In W:TA how do I calculate the damage from an attack?

As an example, consider Lina. Her stats in homid form are: Strength (1), Dexterity (2), Melee (3). She uses a pool cue (using the stats from a club on pg. 238) to attack an enemy. Her attack roll has a pool of 5 (Dexterity + Melee). She rolls 2 successes.

How much damage does she do? My table has two interpretations:

  • She does 4 damage. Her attack had 2 successes. Clubs have a damage rating of Strength+1. Lina's strength is 1. 2 successes + 1 strength +1 = 4. This is based on the description of Damage on pg. 238.
  • She rolls damage. The size of her pool is her previous number of successes, plus the weapon's damage rating (2 + 2 = 4). The book frequently refers to "damage pools" (e.g., pg. 120 "In melee combat, [Strength] is added to your damage Dice Pool."). It wouldn't make sense to talk about dice pools unless damage was rolled.
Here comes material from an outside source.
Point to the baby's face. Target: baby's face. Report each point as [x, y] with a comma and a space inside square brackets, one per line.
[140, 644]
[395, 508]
I'm using the 1991 1e book.


1 Answer 1


I just looked over my copy of 1e and wow is that poorly worded. The whole combat section seems to imply damage is a flat number though as you said the damage dice pool is referenced elsewhere. The first edition rules were kinda all over the place.
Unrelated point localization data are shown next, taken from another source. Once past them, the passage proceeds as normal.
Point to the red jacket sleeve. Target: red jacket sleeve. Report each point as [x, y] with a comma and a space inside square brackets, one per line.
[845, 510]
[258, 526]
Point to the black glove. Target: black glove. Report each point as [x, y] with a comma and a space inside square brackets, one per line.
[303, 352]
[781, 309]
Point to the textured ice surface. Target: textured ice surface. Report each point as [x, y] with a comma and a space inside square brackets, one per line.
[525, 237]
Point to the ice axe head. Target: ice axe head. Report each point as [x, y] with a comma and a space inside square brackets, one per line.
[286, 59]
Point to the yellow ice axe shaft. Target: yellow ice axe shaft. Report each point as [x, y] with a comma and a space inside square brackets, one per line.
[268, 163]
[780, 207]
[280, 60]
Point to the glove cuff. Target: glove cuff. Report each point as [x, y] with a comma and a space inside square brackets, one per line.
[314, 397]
So here's how combat works.

  • You roll your attack dice pool against whatever difficulty your ST sets. If you get at least one success you've hit. Any additional successes mean you hit really well and get added to your damage dice pool.
  • Then you roll your damage dice pool against whatever difficulty your ST sets. This is 6 in Mage 1e and opponent's stamina+3 in Vampire 1e, universally 6 in later editions of everything including Werewolf, though I've been paging through my books and I can't find a number specifically for Werewolf 1e.
  • The result is the amount of damage you do, though it can never be less than one.
  • The target may or may not be able to roll soak, depending on factors. If they can, then they roll their soak and the number of successes are subtracted from the number of successes you got from your damage dice pool.
  • The resulting number is how much damage you actually end up doing to the target.

So in your example: The club has a damage of Strength+1 and Linda has 1 strength, so a basic damage dice pool of two. Since she got two successes, one more than she needed to hit, the extra die is added to the damage pool. So the total damage dice pool, in this case, is three. Or a flat three damage, if you want to take the combat section in isolation. Not only does this book bring up damage dice pools elsewhere, but I know the 1e Player's Guide explicitly references damage successes, so the damage dice pool is certainly the correct interpretation.